Il n’est pas surprenant de constater que la première « ressortie officielle » du cinéma en relief correspond à la sortie en 2004 du film d’animation The Polar Express (Le pôle express / Boréal Express) de Zemeckis. En plus de renouveler l’intérêt du public pour la stéréoscopie, le célèbre réalisateur, connu pour ses longs métrages aux effets spéciaux de grande envergure, en profite pour lancer au même moment la technique de la performance capture. Grâce à cette technologie révolutionnaire, il est maintenant possible de saisir les expressions des acteurs en plus de capter leurs mouvements, et de les transposer dans un univers virtuel que le réalisateur peut modeler à sa guise après le tournage. Souvent associées à la 3D, aux films de genres et aux films d’animation en images de synthèse tels que The Adventures of Tintin (Les aventures de Tintin — Le secret de La Licorne, Steven Spielberg, 2011) ou à des films hybrides, comme Avatar, les techniques de capture de mouvements (motion capture) et de capture d’interprétation [5] (performance capture) contribuent à la pérennité de la stéréoscopie. Sur les dix films les plus rentables de l’histoire [6], huit ont été tournés avec des techniques de saisie de mouvement et diffusés en trois dimensions [7]. Envisager l’association de technologies garantissant une immersion quasi totale contribuerait donc à garantir le succès des films en relief. L’apparition de techniques sonores ambiophoniques telles que le Dolby Atmos — sans doute un diminutif pour atmospheric — vient ainsi à la rescousse de la stéréoscopie, une fois de plus menacée malgré les nombreux succès passés. La sortie en 2013 du film Gravity (Gravité, Alfonso Cuarón), perçu comme un amalgame d’effets audiovisuels projeté sur IMAX avec un son Dolby Atmos, change complètement la donne en plongeant le spectateur au coeur d’un univers « englobant » — pour reprendre ici l’expression très juste des auteurs — où sont évités autant que possible les effets de surgissement et de jaillissement, qui peuvent parfois s’éloigner d’un certain réalisme, et où seul le sentiment de profondeur est mis de l’avant pour offrir une expérience immersive optimale.

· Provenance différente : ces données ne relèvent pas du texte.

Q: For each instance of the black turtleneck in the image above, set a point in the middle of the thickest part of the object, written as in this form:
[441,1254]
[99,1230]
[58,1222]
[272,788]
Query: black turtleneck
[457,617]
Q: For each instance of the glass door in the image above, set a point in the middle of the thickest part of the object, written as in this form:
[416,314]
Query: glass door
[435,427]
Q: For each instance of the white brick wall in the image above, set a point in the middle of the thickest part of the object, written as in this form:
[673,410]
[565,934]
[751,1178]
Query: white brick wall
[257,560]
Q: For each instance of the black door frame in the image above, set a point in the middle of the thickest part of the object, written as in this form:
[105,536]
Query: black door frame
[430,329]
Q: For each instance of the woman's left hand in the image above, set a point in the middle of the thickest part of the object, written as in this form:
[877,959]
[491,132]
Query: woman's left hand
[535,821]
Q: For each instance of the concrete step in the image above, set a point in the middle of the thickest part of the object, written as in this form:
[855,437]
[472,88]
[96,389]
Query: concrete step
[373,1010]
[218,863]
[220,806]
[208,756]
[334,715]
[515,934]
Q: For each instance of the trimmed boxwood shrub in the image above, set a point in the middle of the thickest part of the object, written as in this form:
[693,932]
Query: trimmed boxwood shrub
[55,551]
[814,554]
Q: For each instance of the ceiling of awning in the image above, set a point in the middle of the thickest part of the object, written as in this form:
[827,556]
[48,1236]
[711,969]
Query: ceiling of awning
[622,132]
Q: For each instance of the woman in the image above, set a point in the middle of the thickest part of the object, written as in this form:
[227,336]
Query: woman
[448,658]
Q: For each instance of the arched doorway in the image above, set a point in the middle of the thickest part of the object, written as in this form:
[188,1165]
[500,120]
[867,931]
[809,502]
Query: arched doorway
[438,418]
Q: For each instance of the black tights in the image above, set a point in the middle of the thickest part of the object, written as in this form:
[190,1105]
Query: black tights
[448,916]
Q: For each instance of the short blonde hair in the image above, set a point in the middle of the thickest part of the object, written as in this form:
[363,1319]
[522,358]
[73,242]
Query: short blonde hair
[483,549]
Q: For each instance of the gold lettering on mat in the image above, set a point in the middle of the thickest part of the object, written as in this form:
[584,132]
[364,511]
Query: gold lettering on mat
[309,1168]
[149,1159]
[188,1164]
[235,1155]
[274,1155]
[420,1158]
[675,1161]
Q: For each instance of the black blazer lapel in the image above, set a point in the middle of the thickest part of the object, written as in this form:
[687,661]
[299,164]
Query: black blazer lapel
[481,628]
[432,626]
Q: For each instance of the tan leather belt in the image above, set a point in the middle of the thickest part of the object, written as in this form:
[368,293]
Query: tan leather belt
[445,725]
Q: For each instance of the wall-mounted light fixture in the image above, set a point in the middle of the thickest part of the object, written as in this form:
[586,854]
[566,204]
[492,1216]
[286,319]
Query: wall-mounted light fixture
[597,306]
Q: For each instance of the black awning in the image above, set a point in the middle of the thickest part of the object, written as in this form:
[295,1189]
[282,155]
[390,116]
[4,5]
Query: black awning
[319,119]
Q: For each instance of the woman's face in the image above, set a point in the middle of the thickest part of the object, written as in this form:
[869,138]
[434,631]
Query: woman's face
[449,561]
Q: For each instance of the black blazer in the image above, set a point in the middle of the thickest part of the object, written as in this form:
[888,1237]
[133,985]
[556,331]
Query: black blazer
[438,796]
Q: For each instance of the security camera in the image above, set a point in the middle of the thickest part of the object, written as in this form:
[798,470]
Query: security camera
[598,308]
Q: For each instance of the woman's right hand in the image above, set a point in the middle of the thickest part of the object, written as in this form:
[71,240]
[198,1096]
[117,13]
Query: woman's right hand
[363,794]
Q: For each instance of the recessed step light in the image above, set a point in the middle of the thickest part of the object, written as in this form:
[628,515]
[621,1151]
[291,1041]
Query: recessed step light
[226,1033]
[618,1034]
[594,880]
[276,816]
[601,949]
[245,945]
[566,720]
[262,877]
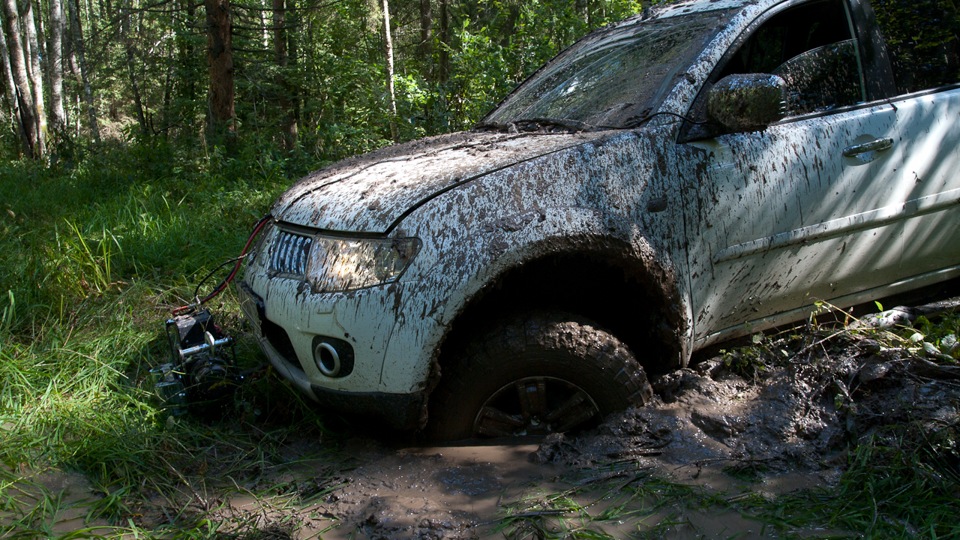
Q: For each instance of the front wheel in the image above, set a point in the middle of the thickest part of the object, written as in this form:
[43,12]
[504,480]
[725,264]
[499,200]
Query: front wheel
[533,375]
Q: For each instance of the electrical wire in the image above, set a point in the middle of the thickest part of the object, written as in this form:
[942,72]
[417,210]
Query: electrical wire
[237,263]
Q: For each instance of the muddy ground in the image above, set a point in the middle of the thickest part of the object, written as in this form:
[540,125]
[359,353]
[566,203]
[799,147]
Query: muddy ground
[768,419]
[775,417]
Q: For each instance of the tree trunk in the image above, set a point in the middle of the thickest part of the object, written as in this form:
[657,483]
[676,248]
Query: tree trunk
[81,64]
[58,115]
[21,80]
[391,93]
[36,77]
[425,46]
[132,71]
[221,127]
[9,88]
[444,67]
[283,53]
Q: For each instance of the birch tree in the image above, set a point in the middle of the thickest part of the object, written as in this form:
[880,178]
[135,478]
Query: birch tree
[58,116]
[29,135]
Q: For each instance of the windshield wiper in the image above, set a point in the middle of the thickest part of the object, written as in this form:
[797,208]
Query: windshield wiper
[539,124]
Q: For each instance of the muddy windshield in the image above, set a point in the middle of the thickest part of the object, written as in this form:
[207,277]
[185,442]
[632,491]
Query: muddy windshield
[611,79]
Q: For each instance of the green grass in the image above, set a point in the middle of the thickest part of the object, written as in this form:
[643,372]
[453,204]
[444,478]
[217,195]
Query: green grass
[93,256]
[95,252]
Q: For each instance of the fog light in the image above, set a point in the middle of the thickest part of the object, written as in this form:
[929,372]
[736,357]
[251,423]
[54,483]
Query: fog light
[333,357]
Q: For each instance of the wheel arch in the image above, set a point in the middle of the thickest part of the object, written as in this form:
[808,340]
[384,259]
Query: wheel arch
[628,291]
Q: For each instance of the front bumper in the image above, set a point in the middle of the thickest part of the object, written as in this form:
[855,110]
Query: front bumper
[355,393]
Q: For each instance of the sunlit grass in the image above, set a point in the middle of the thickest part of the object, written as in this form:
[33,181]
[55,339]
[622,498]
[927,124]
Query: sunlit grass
[94,256]
[92,260]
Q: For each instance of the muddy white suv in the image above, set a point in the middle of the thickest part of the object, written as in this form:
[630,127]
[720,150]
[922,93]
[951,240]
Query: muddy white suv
[702,171]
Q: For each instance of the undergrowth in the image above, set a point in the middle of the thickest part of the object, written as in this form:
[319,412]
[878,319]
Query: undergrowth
[95,252]
[93,256]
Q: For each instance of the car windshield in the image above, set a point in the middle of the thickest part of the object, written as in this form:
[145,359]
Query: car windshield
[612,79]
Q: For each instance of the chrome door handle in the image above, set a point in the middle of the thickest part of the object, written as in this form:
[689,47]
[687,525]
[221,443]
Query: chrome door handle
[876,145]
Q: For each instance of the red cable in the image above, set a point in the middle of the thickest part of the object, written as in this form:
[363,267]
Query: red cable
[233,273]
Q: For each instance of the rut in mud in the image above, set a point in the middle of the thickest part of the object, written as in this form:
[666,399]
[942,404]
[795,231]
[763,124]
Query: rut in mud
[765,420]
[780,415]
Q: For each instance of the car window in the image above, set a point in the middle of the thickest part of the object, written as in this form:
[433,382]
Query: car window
[613,78]
[811,47]
[923,41]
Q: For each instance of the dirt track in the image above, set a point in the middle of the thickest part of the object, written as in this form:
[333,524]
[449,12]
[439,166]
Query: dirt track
[774,418]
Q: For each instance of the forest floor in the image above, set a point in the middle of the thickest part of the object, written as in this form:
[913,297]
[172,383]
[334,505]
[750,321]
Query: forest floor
[727,449]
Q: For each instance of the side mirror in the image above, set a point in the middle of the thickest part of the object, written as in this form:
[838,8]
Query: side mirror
[747,102]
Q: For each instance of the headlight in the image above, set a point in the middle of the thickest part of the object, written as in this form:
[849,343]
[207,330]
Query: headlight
[342,264]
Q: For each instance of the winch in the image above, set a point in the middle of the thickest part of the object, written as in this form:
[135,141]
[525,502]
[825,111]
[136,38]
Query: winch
[202,372]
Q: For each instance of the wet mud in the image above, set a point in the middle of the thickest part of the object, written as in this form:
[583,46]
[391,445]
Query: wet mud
[778,417]
[782,421]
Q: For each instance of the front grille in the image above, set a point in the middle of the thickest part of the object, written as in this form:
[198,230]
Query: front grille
[290,252]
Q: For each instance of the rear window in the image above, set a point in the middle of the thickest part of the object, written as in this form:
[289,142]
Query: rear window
[923,40]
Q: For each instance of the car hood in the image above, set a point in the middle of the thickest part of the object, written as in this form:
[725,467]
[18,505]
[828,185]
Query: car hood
[373,192]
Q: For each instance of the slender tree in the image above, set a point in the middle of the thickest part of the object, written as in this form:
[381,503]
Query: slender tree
[221,114]
[9,88]
[32,42]
[58,115]
[283,55]
[388,49]
[79,65]
[21,79]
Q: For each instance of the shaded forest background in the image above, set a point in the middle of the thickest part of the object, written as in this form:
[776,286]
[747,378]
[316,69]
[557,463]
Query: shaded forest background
[318,79]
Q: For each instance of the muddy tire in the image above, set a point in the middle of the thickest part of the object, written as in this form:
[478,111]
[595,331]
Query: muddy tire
[533,375]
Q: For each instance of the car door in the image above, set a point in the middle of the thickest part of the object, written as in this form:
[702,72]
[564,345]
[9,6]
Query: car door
[802,210]
[923,40]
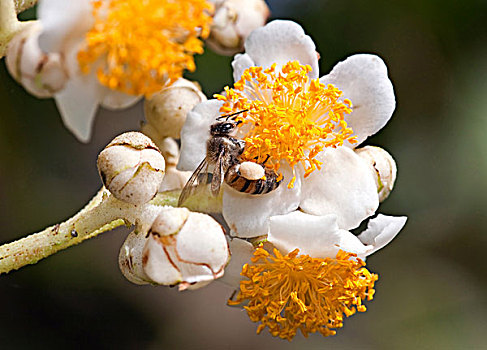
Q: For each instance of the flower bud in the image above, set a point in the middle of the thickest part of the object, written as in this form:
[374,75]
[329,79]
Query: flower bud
[132,168]
[41,74]
[184,248]
[173,179]
[385,169]
[166,110]
[232,23]
[129,259]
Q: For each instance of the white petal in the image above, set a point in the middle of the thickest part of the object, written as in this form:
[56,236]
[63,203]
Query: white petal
[381,230]
[239,64]
[248,215]
[63,21]
[363,79]
[114,99]
[316,236]
[280,42]
[77,104]
[195,133]
[344,186]
[242,251]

Le film est un triomphe instantané en salle et redonne un souffle de vie au cinéma en relief.

Plusieurs autres oeuvres en marge des films « commerciaux » se frayent un chemin vers une voie plus expérimentale. Un chapitre tout entier est d’ailleurs consacré à ces expérimentations, à ces films d’art et d’essai qui tentent de repousser les limites du cinéma en relief. Ces « ovnis » cinématographiques, pour la plupart diffusés dans des festivals, sont mis en scène par des cinéastes aussi notables que Peter Greenaway, Jean-Luc Godard et Wim Wenders. Ces derniers ont pris un virage stéréoscopique, afin de partir en quête d’un nouveau mode d’expression filmique, différent de celui qu’emploie le cinéma narratif traditionnel. Le célèbre mot de Jean-Luc Godard, cité dans la biographie que lui a consacrée Antoine de Baecque (2010, p. 112) — « le fond d’un film, c’est sa forme » — prend tout son sens avec ses deux derniers films tournés en 3D, soit le court métrage Les trois désastres — qui fait partie du triptyque 3x3D (2014) pour lequel Peter Greenaway et Edgar Pêra ont également réalisé chacun un court métrage — et le long métrage intitulé Adieu au langage (2014). Les auteurs font de ces deux films de Godard une analyse intéressante où sont explorés en détail les méandres stéréoscopiques de la mise en scène. Ironiquement, c’est pour Adieu au langage que le cinéaste a remporté sa première récompense cannoise en carrière, le prestigieux Prix du jury, partagé avec Xavier Dolan, qui s’amuse lui aussi, dans Mommy (2014), à briser les barrières des formats de projection d’images cinématographiques. Le documentaire 3D de Wim Wenders sur la chorégraphe Pina Bausch, Pina (2011), qualifié par Charlotte Higgins (2011), dans The Guardian, de premier « 3D arthouse film », s’est fait quant à lui remarquer pour son usage unique de la stéréoscopie ; le film a été présenté dans de nombreux festivals à travers le monde, en plus d’être mis en nomination pour l’Oscar du meilleur film documentaire. On découvre ainsi que lorsque les règles du cinéma en relief sont mises à mal, voire carrément abolies par des artistes audacieux, la 3D est bien loin de disparaître.